5. Final Verification:
   • Run another scan to confirm the site is clean.
   • If further assistance is needed, consider signing up for Wordfence Care for regular business hours support, or Wordfence Response for 24-hour emergency support.

Post-Cleaning Steps

1. Backup the Clean Site: After cleaning, make a backup of your now clean site. This will be useful for future recovery if needed.
2. Implement Security Best Practices:
   • Regularly update all components of your WordPress installation.
   • Use strong, unique passwords for all accounts.
   • Install security plugins and configure them properly.
   • Regularly monitor your site for unusual activity.

Conclusion

This supply chain attack on WordPress.org plugins is a stark reminder of the ever-present risks in digital security.
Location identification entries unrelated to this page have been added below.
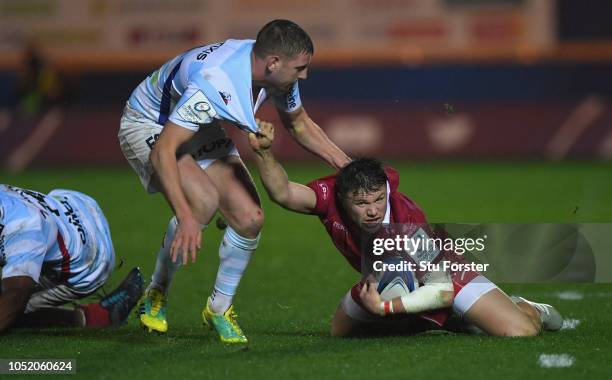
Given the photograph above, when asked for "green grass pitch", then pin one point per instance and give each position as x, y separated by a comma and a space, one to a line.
296, 280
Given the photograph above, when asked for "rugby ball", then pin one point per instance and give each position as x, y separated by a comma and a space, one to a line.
393, 284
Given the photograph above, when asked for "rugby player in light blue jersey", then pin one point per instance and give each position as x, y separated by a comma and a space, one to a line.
172, 134
57, 249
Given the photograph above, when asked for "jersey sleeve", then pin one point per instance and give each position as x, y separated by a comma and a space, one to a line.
23, 248
324, 192
193, 109
290, 101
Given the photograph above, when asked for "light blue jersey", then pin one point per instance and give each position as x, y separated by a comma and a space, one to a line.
62, 236
205, 84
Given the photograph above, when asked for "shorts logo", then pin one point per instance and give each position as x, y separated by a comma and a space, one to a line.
2, 253
151, 140
202, 107
197, 109
225, 96
323, 190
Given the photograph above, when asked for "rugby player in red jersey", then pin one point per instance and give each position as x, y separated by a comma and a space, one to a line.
363, 195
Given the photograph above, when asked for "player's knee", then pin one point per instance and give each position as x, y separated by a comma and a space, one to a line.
522, 330
206, 208
251, 223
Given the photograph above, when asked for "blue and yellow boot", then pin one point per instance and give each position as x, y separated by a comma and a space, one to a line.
225, 324
152, 311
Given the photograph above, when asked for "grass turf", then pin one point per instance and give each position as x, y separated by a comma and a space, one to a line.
296, 279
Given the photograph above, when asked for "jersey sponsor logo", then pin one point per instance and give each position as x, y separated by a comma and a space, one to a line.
425, 253
225, 96
223, 143
339, 226
2, 251
197, 109
73, 219
151, 140
30, 196
209, 49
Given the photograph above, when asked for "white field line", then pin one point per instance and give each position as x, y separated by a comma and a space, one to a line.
556, 360
570, 324
569, 295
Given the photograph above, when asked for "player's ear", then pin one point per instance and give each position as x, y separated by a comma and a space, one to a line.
273, 63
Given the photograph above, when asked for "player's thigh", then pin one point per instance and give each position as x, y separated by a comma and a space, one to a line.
496, 314
52, 294
238, 198
199, 189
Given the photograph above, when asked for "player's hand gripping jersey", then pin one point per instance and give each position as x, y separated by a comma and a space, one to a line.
62, 237
208, 83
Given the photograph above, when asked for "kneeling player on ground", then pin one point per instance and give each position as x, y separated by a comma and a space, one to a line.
56, 249
365, 193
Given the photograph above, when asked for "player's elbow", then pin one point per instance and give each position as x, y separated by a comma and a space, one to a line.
447, 298
281, 198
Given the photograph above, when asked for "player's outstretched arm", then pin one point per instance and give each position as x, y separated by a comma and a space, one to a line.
15, 294
431, 296
310, 136
290, 195
188, 237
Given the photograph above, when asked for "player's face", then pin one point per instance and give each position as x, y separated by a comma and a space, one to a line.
367, 209
284, 72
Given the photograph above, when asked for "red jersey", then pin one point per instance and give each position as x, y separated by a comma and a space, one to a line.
346, 235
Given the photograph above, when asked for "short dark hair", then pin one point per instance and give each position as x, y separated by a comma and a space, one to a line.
282, 37
361, 175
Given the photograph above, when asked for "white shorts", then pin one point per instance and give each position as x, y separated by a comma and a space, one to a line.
471, 293
138, 134
51, 293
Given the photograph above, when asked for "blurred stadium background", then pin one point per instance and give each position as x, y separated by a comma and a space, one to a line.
472, 100
503, 79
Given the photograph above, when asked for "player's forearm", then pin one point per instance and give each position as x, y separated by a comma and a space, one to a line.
11, 307
427, 297
166, 167
273, 177
310, 136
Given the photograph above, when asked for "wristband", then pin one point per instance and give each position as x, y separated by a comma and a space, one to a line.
385, 307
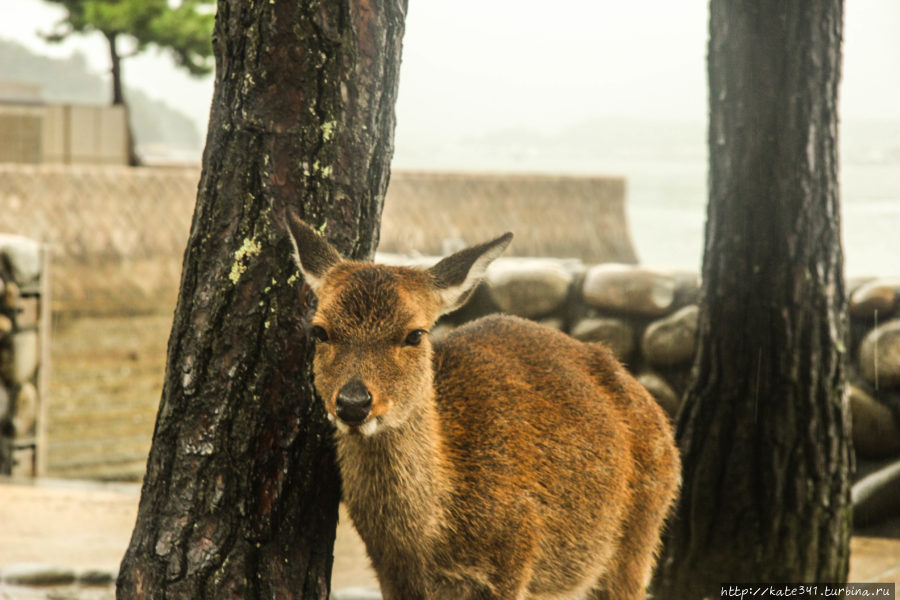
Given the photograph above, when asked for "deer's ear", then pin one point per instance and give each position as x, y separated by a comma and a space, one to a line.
456, 276
312, 253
Website administrators must remain vigilant, ensuring their sites are updated, regularly scanned for vulnerabilities, and promptly cleaned of any infections. Wordfence provides essential tools and support for managing these security challenges, helping to safeguard the integrity and functionality of WordPress websites.

By following the detailed steps outlined above and staying alert to further developments, WordPress site administrators can effectively mitigate the risks posed by such malicious activities and ensure the ongoing security of their digital assets. Stay proactive and secure in managing your website’s health and safety.